Emily Lakamp, a community outreach specialist with Hamilton County Emergency Management and Homeland Security, said the time to flood-proof your home is now -- before floodwaters have a chance to rush inside.
"Even if your home may not have a history of flooding, if there is an extensive amount of rainfall you could potentially be at risk," she said.
Around 90 percent of all natural disasters involve flooding, making it one of the most common and costly natural phenomena in the United States. Most homeowner insurances don't cover it, either, meaning you could be looking at a costly cleanup process if you home ends up underwater.
Worried? Don't be. Lakamp and her colleagues gave us a few easy steps you can take to make sure you and your family are flood-ready if the weather turns Biblical this summer.
If possible, buy flood insurance. Although your home insurance might not cover this type of damage, the National Flood Insurance Program can help you find a way to insure your house against the rising waters.
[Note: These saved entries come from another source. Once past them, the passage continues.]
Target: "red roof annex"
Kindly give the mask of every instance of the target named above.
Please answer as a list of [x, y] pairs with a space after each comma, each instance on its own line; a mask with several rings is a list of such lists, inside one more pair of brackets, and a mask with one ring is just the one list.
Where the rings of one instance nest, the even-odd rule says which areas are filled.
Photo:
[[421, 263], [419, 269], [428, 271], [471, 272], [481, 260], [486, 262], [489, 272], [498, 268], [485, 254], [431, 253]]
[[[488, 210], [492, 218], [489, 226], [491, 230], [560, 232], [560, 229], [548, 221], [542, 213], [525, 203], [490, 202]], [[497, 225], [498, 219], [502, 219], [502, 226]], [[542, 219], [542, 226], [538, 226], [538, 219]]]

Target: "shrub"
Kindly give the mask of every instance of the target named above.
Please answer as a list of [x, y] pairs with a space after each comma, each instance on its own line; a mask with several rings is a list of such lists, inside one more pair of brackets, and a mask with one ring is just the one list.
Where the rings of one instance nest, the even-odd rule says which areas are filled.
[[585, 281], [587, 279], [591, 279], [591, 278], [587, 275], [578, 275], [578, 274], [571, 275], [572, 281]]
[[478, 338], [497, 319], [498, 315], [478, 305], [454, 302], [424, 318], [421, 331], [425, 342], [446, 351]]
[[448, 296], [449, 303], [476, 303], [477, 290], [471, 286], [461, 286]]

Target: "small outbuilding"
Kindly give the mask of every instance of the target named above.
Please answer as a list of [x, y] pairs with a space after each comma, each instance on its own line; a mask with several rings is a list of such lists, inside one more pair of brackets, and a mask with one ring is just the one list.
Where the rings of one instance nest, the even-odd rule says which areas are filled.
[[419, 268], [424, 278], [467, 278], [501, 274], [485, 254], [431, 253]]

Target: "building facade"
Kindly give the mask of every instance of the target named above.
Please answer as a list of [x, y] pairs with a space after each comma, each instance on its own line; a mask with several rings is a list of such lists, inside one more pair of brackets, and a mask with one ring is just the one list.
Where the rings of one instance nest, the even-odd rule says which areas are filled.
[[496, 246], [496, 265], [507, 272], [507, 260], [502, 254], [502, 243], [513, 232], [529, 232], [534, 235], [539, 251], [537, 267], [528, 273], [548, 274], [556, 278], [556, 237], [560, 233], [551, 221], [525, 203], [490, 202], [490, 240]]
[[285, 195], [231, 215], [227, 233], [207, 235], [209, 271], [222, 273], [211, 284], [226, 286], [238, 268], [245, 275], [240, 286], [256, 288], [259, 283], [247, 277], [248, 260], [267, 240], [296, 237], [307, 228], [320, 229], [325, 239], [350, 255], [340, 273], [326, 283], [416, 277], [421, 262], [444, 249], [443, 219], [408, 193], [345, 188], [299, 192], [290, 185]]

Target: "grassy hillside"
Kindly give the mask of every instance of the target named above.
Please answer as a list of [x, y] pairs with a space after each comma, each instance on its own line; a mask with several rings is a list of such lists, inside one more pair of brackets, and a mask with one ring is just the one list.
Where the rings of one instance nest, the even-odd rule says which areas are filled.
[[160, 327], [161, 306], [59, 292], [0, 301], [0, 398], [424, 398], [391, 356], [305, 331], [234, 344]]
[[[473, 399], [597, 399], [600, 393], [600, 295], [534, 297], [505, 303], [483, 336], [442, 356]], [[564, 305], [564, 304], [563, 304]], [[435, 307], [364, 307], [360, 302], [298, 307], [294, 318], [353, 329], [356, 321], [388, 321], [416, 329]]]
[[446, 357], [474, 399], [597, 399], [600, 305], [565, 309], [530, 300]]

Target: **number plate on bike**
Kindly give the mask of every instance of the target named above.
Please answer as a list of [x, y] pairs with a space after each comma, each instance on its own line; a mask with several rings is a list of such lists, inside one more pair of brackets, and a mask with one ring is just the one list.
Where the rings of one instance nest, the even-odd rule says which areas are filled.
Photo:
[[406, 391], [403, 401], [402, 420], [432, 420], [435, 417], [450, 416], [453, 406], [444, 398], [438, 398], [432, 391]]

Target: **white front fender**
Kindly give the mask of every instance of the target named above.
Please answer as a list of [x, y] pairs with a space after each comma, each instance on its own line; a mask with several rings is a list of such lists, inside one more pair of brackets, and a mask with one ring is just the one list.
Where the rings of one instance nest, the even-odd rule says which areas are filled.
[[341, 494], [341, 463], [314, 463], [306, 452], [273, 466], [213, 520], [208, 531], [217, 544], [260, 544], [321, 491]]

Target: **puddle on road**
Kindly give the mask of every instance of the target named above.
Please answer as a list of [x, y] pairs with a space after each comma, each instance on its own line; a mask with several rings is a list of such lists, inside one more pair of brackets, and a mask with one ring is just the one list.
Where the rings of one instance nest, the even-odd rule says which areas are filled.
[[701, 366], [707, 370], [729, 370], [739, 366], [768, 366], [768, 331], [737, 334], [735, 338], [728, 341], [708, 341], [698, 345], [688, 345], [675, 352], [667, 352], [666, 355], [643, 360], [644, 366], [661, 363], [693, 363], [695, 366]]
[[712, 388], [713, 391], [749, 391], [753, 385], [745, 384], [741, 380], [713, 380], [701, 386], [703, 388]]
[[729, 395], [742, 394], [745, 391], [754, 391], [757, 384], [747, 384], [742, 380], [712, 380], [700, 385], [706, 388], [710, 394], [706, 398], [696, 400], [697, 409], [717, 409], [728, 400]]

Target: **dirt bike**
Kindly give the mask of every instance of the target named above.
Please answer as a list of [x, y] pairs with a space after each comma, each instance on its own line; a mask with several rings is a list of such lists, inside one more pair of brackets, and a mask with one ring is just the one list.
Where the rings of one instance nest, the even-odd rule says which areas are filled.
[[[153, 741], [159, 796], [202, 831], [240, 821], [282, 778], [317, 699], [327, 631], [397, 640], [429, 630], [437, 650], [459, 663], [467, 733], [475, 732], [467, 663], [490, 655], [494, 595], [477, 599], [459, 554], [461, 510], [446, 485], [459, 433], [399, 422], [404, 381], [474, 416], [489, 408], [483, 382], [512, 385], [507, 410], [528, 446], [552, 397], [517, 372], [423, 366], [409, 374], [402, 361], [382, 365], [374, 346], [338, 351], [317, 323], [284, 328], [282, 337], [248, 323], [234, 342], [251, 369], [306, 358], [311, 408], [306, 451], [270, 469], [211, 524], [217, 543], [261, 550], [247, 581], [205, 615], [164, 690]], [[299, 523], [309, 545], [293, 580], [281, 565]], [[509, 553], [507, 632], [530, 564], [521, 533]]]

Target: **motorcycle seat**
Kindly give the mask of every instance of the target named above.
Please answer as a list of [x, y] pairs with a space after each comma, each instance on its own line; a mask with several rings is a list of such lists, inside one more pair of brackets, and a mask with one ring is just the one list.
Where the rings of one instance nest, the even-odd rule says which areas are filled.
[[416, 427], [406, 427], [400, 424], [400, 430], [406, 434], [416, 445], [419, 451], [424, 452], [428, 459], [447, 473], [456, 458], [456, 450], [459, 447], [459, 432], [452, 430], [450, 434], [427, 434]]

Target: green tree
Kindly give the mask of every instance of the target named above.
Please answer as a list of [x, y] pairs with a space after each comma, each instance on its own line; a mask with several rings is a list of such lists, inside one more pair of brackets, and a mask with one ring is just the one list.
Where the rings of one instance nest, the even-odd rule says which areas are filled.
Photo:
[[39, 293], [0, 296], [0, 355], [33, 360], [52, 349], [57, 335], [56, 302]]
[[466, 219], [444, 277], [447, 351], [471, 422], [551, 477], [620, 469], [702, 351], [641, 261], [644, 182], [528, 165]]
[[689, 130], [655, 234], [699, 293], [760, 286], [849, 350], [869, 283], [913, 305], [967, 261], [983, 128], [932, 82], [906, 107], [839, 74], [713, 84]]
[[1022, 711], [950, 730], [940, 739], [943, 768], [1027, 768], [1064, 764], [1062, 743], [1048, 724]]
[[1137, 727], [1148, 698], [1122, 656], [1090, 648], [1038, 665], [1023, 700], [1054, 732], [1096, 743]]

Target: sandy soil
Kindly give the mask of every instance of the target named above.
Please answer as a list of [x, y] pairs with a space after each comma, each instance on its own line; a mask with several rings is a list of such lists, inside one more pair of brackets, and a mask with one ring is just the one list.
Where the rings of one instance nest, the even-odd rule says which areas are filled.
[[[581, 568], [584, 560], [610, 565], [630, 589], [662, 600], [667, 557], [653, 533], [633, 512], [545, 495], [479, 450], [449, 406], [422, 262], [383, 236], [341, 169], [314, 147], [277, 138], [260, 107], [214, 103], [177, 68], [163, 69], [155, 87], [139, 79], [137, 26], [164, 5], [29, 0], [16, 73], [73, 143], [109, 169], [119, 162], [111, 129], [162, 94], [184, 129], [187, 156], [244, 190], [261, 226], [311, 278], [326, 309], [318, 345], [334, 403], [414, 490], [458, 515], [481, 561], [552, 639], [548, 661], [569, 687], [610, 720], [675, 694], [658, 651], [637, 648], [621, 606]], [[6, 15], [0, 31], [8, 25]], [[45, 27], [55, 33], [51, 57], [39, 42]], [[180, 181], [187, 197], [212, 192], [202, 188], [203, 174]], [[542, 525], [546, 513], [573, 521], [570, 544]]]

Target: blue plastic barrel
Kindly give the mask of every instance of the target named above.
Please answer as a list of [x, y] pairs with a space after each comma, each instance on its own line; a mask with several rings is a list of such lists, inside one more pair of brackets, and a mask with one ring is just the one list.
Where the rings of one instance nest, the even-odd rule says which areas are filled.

Elevate appliances that live in your basement, such as your washer, dryer, water heater and furnance.
Create an emergency kit. This can be helpful in a wide variety of situations -- not just flooding. Your emergency kit should contain three days' worth of batteries, flashlights, non-perishable food and water for every member of your household. The rule, said Lakamp's colleague Morgan Peterson, is "a gallon of water per family member per day."